Auvers, where you lived for such a brief period – the last of your life – in 1890. Auvers, where you painted seventy paintings in seventy days. Auvers, where you shot yourself, where you died, where your bones still reside.
A block from the train stop, things look familiar.
The town hall.
Ghosts greet me.
The Auberge Ravoux, where you stayed, and my goodness that crystal light and blue, blue sky – clear as a bell.
This building has become a little chapel to you, the restaurant and facade restored and preserved as much as possible, down to the menu.
The back yard now has plaques full of your biography, and yes — your room is open to the public.
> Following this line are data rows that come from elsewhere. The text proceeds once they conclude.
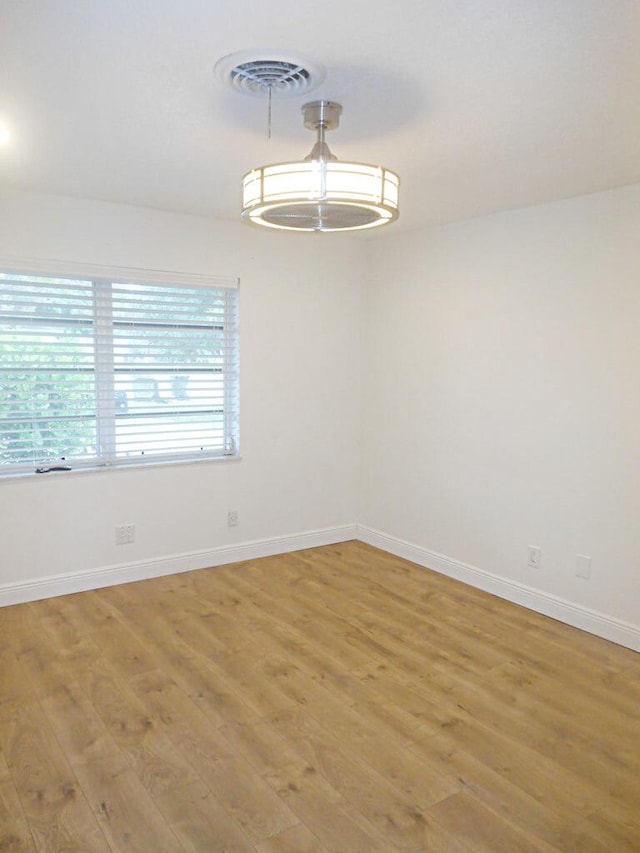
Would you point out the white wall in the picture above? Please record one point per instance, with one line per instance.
(299, 424)
(501, 395)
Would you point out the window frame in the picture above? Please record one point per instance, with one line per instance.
(102, 278)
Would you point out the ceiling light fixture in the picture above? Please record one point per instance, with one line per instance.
(320, 193)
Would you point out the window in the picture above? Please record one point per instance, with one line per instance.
(98, 371)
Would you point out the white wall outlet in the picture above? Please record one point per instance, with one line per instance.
(533, 556)
(583, 566)
(125, 534)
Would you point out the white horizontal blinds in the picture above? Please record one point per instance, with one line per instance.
(174, 371)
(99, 372)
(47, 371)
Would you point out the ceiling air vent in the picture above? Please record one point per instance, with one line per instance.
(265, 72)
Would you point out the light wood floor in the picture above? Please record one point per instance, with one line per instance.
(335, 699)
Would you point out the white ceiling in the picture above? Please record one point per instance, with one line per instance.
(479, 105)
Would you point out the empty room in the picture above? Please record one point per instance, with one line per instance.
(319, 418)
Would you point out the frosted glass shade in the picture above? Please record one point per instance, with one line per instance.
(320, 195)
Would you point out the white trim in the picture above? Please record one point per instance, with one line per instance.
(47, 587)
(623, 633)
(73, 269)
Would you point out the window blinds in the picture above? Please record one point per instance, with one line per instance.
(102, 372)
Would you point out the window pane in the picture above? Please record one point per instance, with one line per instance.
(47, 380)
(100, 372)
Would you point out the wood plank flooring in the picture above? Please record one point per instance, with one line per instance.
(334, 699)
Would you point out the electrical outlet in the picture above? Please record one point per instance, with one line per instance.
(533, 557)
(583, 566)
(125, 534)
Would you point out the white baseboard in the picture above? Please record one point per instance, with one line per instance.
(48, 587)
(623, 633)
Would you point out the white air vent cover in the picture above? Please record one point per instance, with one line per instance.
(258, 72)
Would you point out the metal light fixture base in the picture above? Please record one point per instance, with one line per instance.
(320, 193)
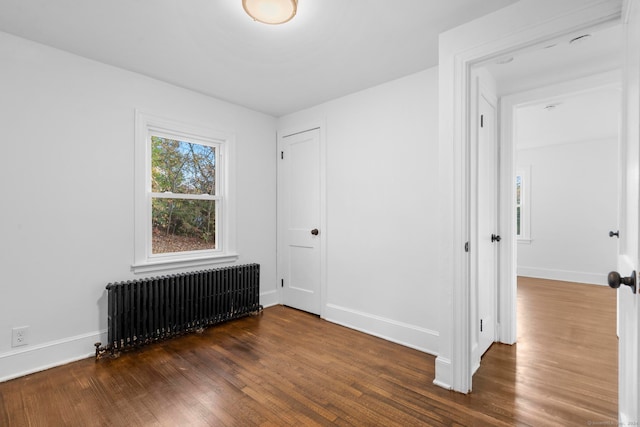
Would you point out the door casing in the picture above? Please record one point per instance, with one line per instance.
(522, 25)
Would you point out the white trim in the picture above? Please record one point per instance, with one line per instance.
(522, 25)
(525, 204)
(564, 275)
(405, 334)
(171, 264)
(224, 141)
(319, 124)
(30, 359)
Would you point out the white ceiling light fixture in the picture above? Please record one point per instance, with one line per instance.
(271, 11)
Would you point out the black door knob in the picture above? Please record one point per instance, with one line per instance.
(615, 280)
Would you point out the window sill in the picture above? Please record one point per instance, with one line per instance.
(170, 264)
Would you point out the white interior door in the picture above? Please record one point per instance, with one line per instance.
(299, 220)
(487, 229)
(628, 254)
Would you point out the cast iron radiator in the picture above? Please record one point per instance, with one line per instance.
(147, 310)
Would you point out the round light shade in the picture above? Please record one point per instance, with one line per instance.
(271, 11)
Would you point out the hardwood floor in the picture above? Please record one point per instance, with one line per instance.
(286, 367)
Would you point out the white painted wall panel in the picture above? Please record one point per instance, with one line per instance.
(382, 174)
(573, 206)
(66, 222)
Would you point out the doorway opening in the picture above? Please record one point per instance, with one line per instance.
(562, 141)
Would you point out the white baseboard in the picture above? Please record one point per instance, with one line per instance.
(443, 373)
(564, 275)
(391, 330)
(29, 359)
(268, 299)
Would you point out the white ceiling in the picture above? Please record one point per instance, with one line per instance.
(559, 60)
(580, 117)
(588, 116)
(330, 49)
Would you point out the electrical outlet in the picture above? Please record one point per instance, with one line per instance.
(19, 336)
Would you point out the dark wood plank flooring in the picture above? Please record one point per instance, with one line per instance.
(286, 367)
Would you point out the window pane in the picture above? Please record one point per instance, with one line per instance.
(182, 167)
(181, 225)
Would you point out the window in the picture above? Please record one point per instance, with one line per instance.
(184, 206)
(523, 204)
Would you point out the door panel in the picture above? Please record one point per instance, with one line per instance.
(487, 225)
(299, 214)
(628, 254)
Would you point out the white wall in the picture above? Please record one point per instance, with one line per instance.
(66, 166)
(382, 173)
(573, 189)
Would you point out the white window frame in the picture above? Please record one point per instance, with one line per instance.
(144, 260)
(525, 205)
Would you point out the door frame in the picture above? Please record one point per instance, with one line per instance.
(514, 28)
(280, 227)
(480, 89)
(508, 106)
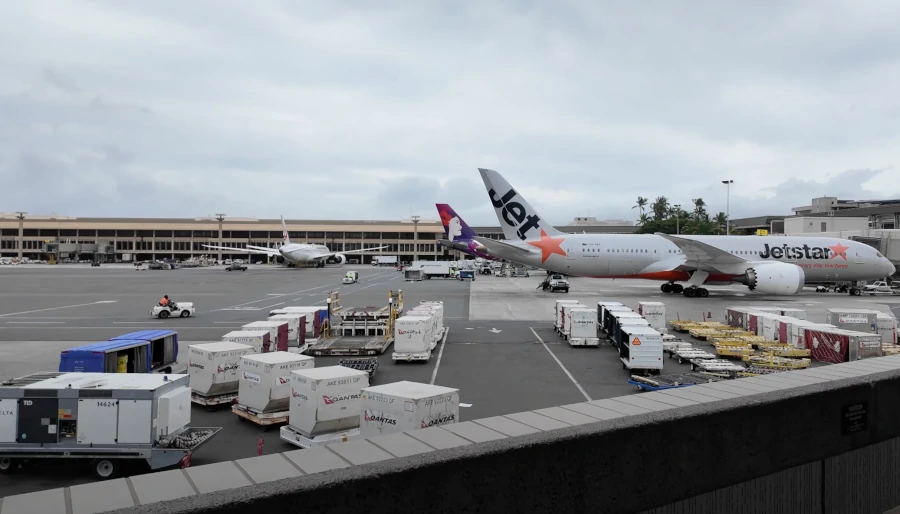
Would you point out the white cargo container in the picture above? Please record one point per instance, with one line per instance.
(567, 318)
(887, 328)
(558, 315)
(265, 384)
(583, 327)
(257, 339)
(402, 406)
(214, 367)
(412, 338)
(655, 314)
(325, 405)
(641, 349)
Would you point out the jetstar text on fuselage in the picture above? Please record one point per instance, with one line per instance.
(514, 213)
(795, 252)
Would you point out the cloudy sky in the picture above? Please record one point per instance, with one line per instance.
(329, 110)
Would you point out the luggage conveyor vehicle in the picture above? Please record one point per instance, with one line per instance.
(107, 418)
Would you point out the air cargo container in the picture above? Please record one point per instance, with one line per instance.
(835, 345)
(641, 349)
(887, 327)
(278, 330)
(582, 327)
(324, 406)
(402, 406)
(259, 339)
(412, 338)
(565, 309)
(214, 367)
(558, 315)
(857, 320)
(105, 417)
(265, 384)
(296, 330)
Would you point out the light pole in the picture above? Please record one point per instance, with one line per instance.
(415, 220)
(21, 217)
(220, 218)
(727, 206)
(677, 218)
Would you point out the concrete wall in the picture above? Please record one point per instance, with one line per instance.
(773, 444)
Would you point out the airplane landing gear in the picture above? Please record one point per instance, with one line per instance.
(670, 287)
(694, 291)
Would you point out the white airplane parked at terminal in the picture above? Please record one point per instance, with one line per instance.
(775, 265)
(296, 253)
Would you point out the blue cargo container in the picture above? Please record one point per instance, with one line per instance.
(147, 351)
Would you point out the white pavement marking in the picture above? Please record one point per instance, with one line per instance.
(57, 308)
(561, 365)
(440, 354)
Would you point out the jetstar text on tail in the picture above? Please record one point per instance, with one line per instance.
(803, 252)
(514, 213)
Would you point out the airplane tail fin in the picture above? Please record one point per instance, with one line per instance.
(517, 217)
(284, 234)
(455, 228)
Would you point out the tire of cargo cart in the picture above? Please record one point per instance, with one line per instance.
(105, 468)
(8, 465)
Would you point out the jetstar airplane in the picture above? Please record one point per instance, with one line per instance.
(775, 265)
(296, 252)
(459, 235)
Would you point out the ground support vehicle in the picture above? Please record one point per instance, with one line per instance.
(139, 417)
(658, 383)
(264, 419)
(177, 310)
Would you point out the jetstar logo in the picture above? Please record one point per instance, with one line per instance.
(331, 400)
(439, 420)
(378, 417)
(514, 213)
(804, 252)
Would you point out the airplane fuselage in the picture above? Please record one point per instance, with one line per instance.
(653, 257)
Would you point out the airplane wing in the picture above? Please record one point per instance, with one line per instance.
(249, 249)
(494, 246)
(324, 255)
(703, 253)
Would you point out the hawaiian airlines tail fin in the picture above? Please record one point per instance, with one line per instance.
(455, 228)
(284, 235)
(517, 217)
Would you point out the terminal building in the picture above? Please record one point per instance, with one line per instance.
(54, 237)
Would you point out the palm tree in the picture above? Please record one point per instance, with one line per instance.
(720, 221)
(641, 204)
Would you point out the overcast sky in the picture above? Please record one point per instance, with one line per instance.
(327, 110)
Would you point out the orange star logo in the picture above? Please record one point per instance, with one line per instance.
(548, 246)
(839, 250)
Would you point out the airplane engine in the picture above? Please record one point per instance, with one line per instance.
(777, 278)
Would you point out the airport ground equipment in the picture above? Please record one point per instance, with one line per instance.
(146, 351)
(179, 310)
(102, 417)
(660, 382)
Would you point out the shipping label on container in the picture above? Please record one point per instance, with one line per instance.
(250, 377)
(377, 417)
(853, 318)
(441, 418)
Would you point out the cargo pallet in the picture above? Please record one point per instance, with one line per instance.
(263, 419)
(341, 346)
(214, 400)
(369, 365)
(290, 435)
(672, 381)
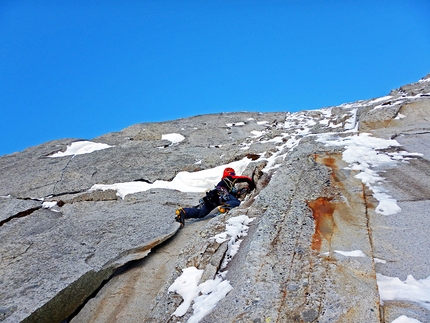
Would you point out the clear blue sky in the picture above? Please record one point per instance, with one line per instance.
(79, 69)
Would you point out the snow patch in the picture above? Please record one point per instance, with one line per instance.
(174, 138)
(361, 154)
(184, 181)
(80, 148)
(405, 319)
(392, 288)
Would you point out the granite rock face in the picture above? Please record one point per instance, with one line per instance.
(62, 241)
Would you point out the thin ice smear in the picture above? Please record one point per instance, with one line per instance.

They allow us to enter in small groups; it is a startlingly small space. Here you lived, here you piled up your paintings, here you stumbled back to after shooting yourself in the field, here you died with your brother holding your hand two days later.
Apparently after that it was deemed “the suicide room” and no one would stay there. The room was never altered or redecorated. It is the same today as the day you died.
It remains quite full.
The entrance to the room:
I touched this. You touched this. I let my fingers run over the door knob, the lock, the handle on the window. I wondered if the cracks in the walls had formed since your death, or were there to begin with. I breathed in.
A friend I had made the day before captured the below images. Many thanks to him for taking them, and allowing me to share them with you now.
Affected is not a strong enough word.